Teriyaki Shrimp Rice Bowl
DinnerPublished June 28, 2026

Teriyaki Shrimp Rice Bowl

This Teriyaki Shrimp Rice Bowl comes together in just 30 minutes with juicy, glazed shrimp over fluffy rice and crisp veggies. A clean, flavor-packed dinner the whole family will love.

Total Time30 mins
Yield2 servings
Katharina
By Katharina

The Rice Bowl Dinner You Will Make on Repeat

Some dinners earn a permanent spot in your weekly rotation, and this Teriyaki Shrimp Rice Bowl is exactly that kind of recipe. It is fast, genuinely satisfying, and built with clean ingredients that leave you feeling good after eating. Whether you are hunting for healthy dinner shrimp recipes to shake up your weeknight routine or looking for a Japanese shrimp recipe that does not require a trip to a specialty store, this bowl delivers on every count.
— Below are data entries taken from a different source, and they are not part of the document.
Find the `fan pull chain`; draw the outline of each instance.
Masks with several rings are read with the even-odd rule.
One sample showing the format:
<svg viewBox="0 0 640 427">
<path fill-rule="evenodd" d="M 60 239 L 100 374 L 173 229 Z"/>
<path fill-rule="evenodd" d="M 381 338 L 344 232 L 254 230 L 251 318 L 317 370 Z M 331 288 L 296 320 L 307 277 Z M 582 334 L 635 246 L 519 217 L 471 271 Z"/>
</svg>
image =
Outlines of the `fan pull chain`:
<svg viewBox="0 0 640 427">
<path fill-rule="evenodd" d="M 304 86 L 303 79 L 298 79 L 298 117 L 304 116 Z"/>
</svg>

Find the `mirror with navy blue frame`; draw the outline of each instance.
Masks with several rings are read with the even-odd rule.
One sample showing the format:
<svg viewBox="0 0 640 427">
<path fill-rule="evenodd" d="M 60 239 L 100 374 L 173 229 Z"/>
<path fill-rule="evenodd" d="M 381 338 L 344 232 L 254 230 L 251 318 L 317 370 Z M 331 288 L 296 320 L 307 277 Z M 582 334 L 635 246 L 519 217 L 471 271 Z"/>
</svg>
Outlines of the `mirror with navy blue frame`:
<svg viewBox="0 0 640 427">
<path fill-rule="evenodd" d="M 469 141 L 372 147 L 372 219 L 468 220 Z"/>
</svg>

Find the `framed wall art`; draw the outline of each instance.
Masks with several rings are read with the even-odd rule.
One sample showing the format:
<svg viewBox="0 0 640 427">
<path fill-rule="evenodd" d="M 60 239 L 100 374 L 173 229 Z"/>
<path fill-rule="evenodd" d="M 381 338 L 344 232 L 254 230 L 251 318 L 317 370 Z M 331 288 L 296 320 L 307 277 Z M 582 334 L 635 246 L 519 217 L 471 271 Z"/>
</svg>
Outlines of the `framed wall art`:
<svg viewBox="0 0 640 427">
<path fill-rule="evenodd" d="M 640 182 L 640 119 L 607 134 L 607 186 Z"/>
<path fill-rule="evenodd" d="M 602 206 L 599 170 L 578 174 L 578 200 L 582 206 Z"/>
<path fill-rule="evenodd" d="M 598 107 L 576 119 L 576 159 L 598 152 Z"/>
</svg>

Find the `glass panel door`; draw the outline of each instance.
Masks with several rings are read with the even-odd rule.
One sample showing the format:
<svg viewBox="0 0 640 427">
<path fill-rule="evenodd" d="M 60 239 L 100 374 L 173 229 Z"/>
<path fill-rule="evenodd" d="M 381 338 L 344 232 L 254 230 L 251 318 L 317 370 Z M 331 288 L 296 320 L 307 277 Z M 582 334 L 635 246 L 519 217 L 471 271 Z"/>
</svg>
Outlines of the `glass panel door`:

Glossy, garlicky teriyaki-glazed shrimp. Crisp-tender broccoli and carrots. A bed of fluffy jasmine rice. Ready in 30 minutes. That is the whole pitch, and it is a great one.


Why This Bowl Works So Well

Rice bowl meals have a way of making a simple combination of proteins, vegetables, and grains feel like a complete, intentional meal. The magic here is the homemade teriyaki sauce. Forget the bottled stuff. This version comes together in minutes from pantry staples: soy sauce, honey, fresh ginger, garlic, and a touch of rice vinegar. It is sweeter than soy, savory, and slightly tangy, and it clings to the shrimp in a glossy, restaurant-worthy glaze.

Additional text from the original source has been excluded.